2017年10月23日の発売から丸1年以上が経過し、車いす乗降時の作業が、煩雑で時間がかかり、車いす利用者やタクシードライバーから改善を求める声が挙がっていたJPN(ジャパン)タクシー。
トヨタは2019年2月4日、すでに販売されたJPNタクシー向けの車いす搭載を簡略化した交換部品を無償配布するとともに、3月には一部改良車を発売すると発表した。
はたして、JPNタクシーはどのようにカイゼンしたのだろうか? 発表会場に取材に行ってきたので報告しよう。
文/ベストカーWEB編集部
写真/ベストカーWEB編集部
■車いすの乗り降りが煩わしく、時間がかかりすぎる!!
2017年10月23日に発売され、2018年末までに1万598台を発売し、街中でも頻繁にみかけるようになってきたJPNタクシー。
発売から1年が経過し、タクシードライバーや利用者から改善を望むさまざまな声が挙がってきたそうだ。

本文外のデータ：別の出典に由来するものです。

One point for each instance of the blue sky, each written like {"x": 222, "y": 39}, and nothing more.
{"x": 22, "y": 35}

それをまとめたのが以下の通り。
■好評なポイント
「燃費が大変いい」
「最新の安全装備で安心して乗れる」
「ドアが広くて乗降しやすい」
「天井が高く開放感がある。静かで快適」
「視界が広く運転しやすい」
■不評なポイント
「車いす乗降作業が複雑。時間がかかる」
「料金トレーの位置が高く肩が疲れる」
「電動スライドドアの開閉時間が長い」
「後席右側の窓が開かない」
「後席座面が高くお尻からの乗降しづらい」
「助手席にアシストグリップがない」
こうした意見のなかから「車いす乗降用スロープの設置作業が複雑で、時間がかかる」という、タクシードライバーや車いす利用者から改善を求める声に対し、トヨタは2019年2月4日、すでに販売されているJPNタクシーへの改善内容を発表した。乗降作業を簡素化する交換部品を無償配布するとともに、3月には一部改良車を発売することも発表した。
JPNタクシーの開発責任者、トヨタコンパクトカーカーカンパニー 製品企画ZP2 チーフエンジニアの粥川宏氏は、今回の車いすの改善に至った理由について、こう述べている。
「障害者の方々が新しいタクシーに期待されているなかで、実際に乗ることができなかった事例があると聞いております。今回の改良を入れることで、よりたくさんの方に使っていただけるようになっていくと思っております。
また福祉タクシー、介護タクシーは福祉車両を使って運営しています。ジャパンタクシーによって、これまでのセダンタイプのタクシーと福祉車両の間を近づけることで、今までタクシーを利用できなかった人が、より多く使えるようになれば、というのが我々の思いです。
一気にベストなものにならないでしょうし、福祉車両をこの車両で飽和しようと考えているわけではありません。いろいろなカタチのクルマを用意して面で受け止めることで、より優しい社会になっていくように仕向けていくのが我々の務めだと思っています」
■販売済みの車両は約10〜15分から約4分へ短縮
この発表会に行く前にトヨタが公開している、JPNタクシーの車いす乗降マニュアルの動画を見たが、車いすを載せることに慣れているタクシードライバーでも10分、慣れていない人で15分もかかるのに驚かされた。
また、この動画を一度見ただけでは覚えきれない、というのが正直な感想。実際、タクシードライバーのなかにはシートの跳ね上げるレバーの位置を忘れる、跳ね上げ方法を覚えていない、スロープの組み立てが複雑でやりにくい、という声が挙がっていたという。
すでに販売されているJPNタクシーについては、今回のスロープの脚を組み立て式からスライド式へ、固定ベルトをつなぐ金属製の部品を脱着が簡単なカラビナに変更。車いす固定ベルトの収納ポケットを配布し、説明書を見なくても作業がわかるラベルの貼り付けなどで対応する。良心的なのは、これらの交換部品は無償配布されること。
こうしたカイゼンにより、作業工程を64工程から38工程程度まで削減し、約4分に短縮した。